Je me souviens du temps où je portais à Bourget des pièces de théâtre, des chapitres de roman, et des masses de vers, en songeant : de ce coup-ci, il va être épaté ! Et il me répondait le dimanche suivant : « Vous ne savez pas encore le français, ni le métier du vers, et vous n’en êtes pas encore à penser par vous-même. »

Quand je relis ce qui me reste des vieilles choses, je sens combien il avait raison et je me félicite de mon séjour ici en ce que cet éloignement de Paris m’a empêché de publier des sottises qui m’auraient ensuite fait faire du mauvais sang toute ma vie. — Maintenant je puis publier hardiment. Je sais quand j’ouvre un journal où il y a un article sur moi que je serai pris au moins au sérieux.

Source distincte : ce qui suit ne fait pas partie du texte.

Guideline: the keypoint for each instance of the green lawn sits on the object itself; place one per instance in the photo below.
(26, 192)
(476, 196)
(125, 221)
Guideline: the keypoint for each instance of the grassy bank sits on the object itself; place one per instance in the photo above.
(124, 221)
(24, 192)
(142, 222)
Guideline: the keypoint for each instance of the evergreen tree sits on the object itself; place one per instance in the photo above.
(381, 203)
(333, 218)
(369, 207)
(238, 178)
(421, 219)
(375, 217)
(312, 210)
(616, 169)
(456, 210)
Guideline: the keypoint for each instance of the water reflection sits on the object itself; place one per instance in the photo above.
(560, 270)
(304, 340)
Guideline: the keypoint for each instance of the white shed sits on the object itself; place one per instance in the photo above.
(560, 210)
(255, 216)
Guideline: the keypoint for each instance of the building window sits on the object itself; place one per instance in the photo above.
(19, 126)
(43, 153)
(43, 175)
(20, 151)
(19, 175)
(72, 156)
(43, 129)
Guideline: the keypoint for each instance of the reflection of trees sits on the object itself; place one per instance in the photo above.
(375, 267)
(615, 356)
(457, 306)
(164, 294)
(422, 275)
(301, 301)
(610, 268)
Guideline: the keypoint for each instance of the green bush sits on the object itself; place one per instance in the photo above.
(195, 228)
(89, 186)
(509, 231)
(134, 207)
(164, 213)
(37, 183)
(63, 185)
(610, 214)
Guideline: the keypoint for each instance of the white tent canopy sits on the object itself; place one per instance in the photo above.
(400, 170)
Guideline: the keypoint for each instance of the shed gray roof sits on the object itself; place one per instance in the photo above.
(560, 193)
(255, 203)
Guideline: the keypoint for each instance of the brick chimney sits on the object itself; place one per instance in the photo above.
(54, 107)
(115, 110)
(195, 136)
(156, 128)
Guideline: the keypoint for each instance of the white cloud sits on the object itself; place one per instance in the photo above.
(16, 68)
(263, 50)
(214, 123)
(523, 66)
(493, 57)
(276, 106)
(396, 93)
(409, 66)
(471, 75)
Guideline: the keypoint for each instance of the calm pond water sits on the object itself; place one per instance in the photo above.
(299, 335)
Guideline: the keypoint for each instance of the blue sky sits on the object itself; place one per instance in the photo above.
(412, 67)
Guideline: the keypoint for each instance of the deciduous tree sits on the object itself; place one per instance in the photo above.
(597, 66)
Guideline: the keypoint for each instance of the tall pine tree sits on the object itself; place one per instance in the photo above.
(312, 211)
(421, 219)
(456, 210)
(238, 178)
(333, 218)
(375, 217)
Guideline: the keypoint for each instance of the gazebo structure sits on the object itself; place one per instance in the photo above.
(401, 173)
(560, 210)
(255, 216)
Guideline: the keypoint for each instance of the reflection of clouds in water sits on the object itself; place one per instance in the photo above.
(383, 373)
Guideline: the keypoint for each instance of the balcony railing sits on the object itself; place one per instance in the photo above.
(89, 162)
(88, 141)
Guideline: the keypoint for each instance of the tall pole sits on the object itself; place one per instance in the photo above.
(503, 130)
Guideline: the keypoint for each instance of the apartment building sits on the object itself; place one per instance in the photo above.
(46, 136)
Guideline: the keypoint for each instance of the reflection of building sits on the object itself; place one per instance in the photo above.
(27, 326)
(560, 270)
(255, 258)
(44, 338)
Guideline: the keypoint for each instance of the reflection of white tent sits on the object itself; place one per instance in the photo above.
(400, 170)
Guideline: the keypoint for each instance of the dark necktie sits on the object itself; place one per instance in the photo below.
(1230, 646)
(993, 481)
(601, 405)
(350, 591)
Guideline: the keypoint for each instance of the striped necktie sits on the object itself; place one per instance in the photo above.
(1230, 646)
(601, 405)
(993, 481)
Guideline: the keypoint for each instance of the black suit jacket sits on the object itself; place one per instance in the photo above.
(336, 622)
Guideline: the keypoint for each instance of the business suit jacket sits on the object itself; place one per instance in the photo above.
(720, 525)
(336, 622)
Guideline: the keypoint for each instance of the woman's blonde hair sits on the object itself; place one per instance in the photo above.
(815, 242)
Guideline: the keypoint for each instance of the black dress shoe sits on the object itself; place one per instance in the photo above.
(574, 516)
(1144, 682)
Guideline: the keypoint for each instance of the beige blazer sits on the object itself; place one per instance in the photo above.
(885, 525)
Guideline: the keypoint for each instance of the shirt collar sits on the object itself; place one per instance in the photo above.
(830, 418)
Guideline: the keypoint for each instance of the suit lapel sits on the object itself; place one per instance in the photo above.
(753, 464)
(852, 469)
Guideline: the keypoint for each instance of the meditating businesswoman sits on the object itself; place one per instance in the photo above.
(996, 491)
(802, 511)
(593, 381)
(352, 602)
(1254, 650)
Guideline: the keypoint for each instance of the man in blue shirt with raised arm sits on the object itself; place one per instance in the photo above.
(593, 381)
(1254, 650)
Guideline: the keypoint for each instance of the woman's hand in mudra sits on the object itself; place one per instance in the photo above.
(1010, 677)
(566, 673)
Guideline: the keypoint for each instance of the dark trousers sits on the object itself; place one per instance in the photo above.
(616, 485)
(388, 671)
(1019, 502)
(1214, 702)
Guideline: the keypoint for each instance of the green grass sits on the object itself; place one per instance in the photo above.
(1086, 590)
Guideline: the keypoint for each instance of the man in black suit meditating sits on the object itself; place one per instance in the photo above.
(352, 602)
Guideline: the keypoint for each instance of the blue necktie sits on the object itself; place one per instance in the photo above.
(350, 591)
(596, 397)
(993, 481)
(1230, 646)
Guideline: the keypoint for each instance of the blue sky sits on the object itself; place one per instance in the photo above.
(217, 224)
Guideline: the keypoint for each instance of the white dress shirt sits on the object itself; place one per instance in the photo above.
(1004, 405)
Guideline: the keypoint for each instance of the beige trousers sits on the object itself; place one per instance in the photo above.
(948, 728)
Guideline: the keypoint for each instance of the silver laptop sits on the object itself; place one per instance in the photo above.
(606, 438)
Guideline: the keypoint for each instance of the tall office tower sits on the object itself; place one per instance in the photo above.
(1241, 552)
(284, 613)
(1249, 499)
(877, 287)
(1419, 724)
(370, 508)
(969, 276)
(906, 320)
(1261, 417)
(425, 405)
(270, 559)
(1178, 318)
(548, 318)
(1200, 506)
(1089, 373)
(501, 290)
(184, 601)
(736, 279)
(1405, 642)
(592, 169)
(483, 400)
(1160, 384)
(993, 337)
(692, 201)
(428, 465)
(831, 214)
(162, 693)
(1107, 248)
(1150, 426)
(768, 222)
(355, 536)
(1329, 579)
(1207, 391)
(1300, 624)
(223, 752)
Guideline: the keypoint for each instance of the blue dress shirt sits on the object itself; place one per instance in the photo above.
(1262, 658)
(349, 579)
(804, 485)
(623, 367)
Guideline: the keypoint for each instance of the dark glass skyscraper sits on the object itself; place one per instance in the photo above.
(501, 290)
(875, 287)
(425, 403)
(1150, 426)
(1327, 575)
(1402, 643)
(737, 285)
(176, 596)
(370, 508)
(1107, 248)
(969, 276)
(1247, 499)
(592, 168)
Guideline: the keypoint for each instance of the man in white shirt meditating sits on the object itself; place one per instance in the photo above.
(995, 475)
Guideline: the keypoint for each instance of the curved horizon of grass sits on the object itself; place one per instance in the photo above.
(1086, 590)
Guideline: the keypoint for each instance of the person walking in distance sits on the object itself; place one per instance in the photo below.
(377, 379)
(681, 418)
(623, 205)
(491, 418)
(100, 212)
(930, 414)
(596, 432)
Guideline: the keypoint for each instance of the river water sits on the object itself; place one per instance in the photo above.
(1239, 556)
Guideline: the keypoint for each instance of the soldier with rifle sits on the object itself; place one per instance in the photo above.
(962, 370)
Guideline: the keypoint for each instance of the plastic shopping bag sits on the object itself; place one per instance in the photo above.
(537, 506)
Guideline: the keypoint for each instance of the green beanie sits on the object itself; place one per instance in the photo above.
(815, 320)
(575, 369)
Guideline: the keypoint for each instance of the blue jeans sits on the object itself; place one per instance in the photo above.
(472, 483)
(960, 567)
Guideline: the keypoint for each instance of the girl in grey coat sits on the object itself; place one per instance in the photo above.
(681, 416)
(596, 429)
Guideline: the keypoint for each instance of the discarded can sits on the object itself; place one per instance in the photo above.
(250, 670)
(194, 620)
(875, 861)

As-tu été à l’Exposition de Blanc et de Noir. Regarde les aquarelles de mon ami Skarbina (un Croate né à Berlin et installé à Paris).

J’ai ici deux aquarelles de lui, mon portrait. Je te mènerai chez lui aux vacances. Il demeure boulevard de Clichy, dans ton quartier.

As-tu été voir l’Exp. des aquarelles de Gustave Moreau ?

Je t’envoie tous les numéros jusqu’ici de la Revue Illustrée. Je t’envoie aussi le roman de Zola, l’Œuvre. Claude est un peu Manet ; Sandoz, c’est Zola, et Vagnerolles, Gervex, dit-on.

Tâche de voir des Rafaëlli, et des Monet. Passe le plus souvent à la vitrine de la place Vendôme, il y a souvent des Impressionnistes.

Est-ce qu’il y a toujours au Luxembourg ces fleurs de Quost et une chose en gris de Barreau (ou Berbeaux)[2] et les 2 marines merveilleuses de Flameng (je me trompe, l’autre n’est que de Montenard). Ne trouves-tu pas Lhermitte trop sculptural, trop ronde-bosse, trop découpé ? Et comme le Nittis est intéressant (pas la place des Pyramides, — l’autre, le Carrousel).

Je ne t’ai pas encore dit que cette fois-ci, une fois à Paris, je m’y installe et n’en sors pas pour revenir ici. — Je commence déjà à envoyer mes affaires. Je logerai rue Laugier, 4. J’y publierai au plus tôt un livre « Berlin dans la rue », ce que je n’aurais jamais pu faire après avoir accepté une pension d’ici. Il est inutile que je reste ici plus longtemps. J’y ai exploité tout ce que j’avais à y exploiter, maintenant j’y perds mon temps. J’y fais plus de dettes que d’économies. Je perds en restant et n’ai nul intérêt à ne m’en aller qu’après décès, si proche que ce décès puisse être.

Je suis en ce moment comme toujours sans le sou ou du moins réduit au strict nécessaire. Mais tout compte fait j’arriverai à Paris avec 2.000 fr. De quoi vivre dix mois modestement, en attendant de trouver quelque chose, ce qui ne sera pas absolument facile. Je puis croire en tout cas que le livre sur Berlin me rapportera quelque chose.

Mais tout plutôt qu’un second hiver à Berlin. J’y perds mon temps sans intérêt et j’ai par lassitude failli m’y marier. Ce que je n’ai pas encore le droit de faire.

J’espère que tu travailles toujours et chaque jour. Dis-toi que la patience est tout : une patience de bœuf au labour.

J’ai reçu des nouvelles de Tarbes. Marie a été très malade, à deux doigts de la mort, une de ces terribles maladies qui précèdent souvent les premières couches. Elle est maintenant au mieux.

Nulles nouvelles de Charles. Je ne sais rien de rien sur lui.

Au revoir.

Jules.

  1. Date indiquée par Mme Labat.
  2. Le peintre Émile Barau, auteur du tableau : Sur la Suippes.